Direct indexing with broadcasting should work:

x = torch.randint(0, 10, (10, 2, 3, 4)).float()
y = torch.randn(10, 10)

index_array = x.clone().long()
for i in range(0,x.shape[0]):
    x[i] = y[i][index_array[i]]


x2 = y[torch.arange(y.size(0))[:, None, None, None], index_array]
print((x - x2).abs().max())
# > tensor(0.)

rickhuang · December 31, 2021, 4:18am

Thanks. It can work.

rickhuang · January 26, 2022, 3:27am

Sorry for disturbing you.
I want to ask that do you know any methods for facilitate this indexing?
Because I need to replace the huge size of activation with look-up tables, this step is the bottleneck for my training.
Or broadcasting is the fastest method build in the pytorch?
I don’t know whether I can use gpu or other resources to parallel implement it?
Thanks.

ptrblck · January 26, 2022, 5:05am

If you are already pushing the tensors to the GPU, the GPU would also be used in the indexing operation. I’m not aware of a quick speedup. How much time does this indexing take compared to other operations?
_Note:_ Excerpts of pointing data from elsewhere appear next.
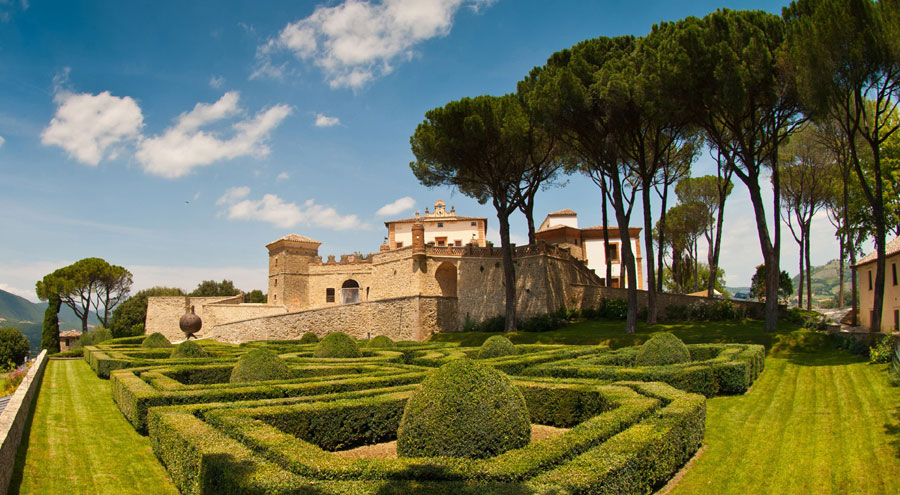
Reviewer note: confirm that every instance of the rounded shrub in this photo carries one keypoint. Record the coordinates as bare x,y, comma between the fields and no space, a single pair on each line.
496,346
662,348
189,349
337,345
156,340
381,342
258,365
464,409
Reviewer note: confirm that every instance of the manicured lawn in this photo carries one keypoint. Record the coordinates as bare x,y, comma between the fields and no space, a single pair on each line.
79,443
824,423
817,421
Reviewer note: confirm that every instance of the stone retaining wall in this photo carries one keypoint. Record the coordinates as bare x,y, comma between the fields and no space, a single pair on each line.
14,417
402,318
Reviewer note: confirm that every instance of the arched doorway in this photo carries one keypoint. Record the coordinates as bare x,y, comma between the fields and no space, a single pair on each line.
350,292
446,278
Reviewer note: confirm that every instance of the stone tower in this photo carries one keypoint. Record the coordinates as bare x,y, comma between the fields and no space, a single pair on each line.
289,260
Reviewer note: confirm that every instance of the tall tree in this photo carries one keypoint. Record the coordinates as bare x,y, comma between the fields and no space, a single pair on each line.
746,106
807,175
480,146
846,54
569,92
50,333
79,286
709,191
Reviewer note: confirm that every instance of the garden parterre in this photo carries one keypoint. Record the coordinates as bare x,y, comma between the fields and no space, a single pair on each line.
627,431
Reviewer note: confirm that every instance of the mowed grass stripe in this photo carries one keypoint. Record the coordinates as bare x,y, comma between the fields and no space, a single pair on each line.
79,443
808,425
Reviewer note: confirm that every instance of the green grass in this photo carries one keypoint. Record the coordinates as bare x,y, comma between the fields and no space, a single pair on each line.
77,441
817,421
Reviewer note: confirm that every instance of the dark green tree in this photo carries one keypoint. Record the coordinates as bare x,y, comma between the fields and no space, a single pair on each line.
758,284
211,288
133,311
50,333
13,347
85,284
480,146
846,57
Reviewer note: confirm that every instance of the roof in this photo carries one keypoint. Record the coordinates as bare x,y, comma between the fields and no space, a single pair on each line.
890,249
449,218
296,238
562,213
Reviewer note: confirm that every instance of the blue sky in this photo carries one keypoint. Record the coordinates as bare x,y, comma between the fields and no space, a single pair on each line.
178,138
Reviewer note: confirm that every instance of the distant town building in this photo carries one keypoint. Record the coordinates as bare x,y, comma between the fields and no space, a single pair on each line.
68,339
561,228
442,228
865,271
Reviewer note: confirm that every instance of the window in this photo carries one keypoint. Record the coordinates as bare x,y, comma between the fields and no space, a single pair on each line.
613,252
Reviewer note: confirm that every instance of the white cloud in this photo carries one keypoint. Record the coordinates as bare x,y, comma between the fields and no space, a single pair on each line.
276,211
356,41
87,125
323,120
233,195
184,146
397,207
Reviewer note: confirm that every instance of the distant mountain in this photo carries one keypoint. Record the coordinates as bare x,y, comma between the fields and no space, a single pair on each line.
28,317
826,281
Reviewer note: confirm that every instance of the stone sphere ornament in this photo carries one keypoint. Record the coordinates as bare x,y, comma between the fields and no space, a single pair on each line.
190,323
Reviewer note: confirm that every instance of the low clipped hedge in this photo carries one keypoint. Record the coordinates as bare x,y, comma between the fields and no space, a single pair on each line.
496,346
630,438
189,349
661,349
464,409
155,340
259,365
337,345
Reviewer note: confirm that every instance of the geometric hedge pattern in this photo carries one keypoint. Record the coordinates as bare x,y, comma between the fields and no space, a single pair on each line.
628,428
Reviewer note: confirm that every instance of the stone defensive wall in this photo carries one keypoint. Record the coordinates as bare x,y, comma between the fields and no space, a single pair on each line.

rickhuang · January 26, 2022, 3:37pm

I only add this to the activation for every layer.
Then, the computing time for one epoch will increase from 5s to 44s for 10000 data.
And, the storage increase much.
Thanks

rickhuang · January 26, 2022, 3:47pm

class Mapping_multi(torch.autograd.Function):
    @staticmethod
    def forward(ctx, input, num_partial_sum):
        output = input.clone()
        with torch.no_grad():
            error_bias_array_real = (torch.multinomial(error_distribution, num_partial_sum, replacement=True) - 35).float().permute(1,0)
            error_array_real = error_bias_array_real + identity_array[None, : ]
            error_array = error_array_real.float()
            value_index = (output+35).long()
            output = error_array[torch.arange(num_partial_sum)[:, None, None, None], value_index]
        return output

    @staticmethod
    def backward(ctx, grad_output):
           grad_input = grad_output.clone()
        return grad_input, None

Here is my code, if I add this function after the convolution at every layer, it will increase much time.
This function is that I want to replace the activation to error value.
error array is 2-d tensor with error value, I want replace the activation according to its value with error array.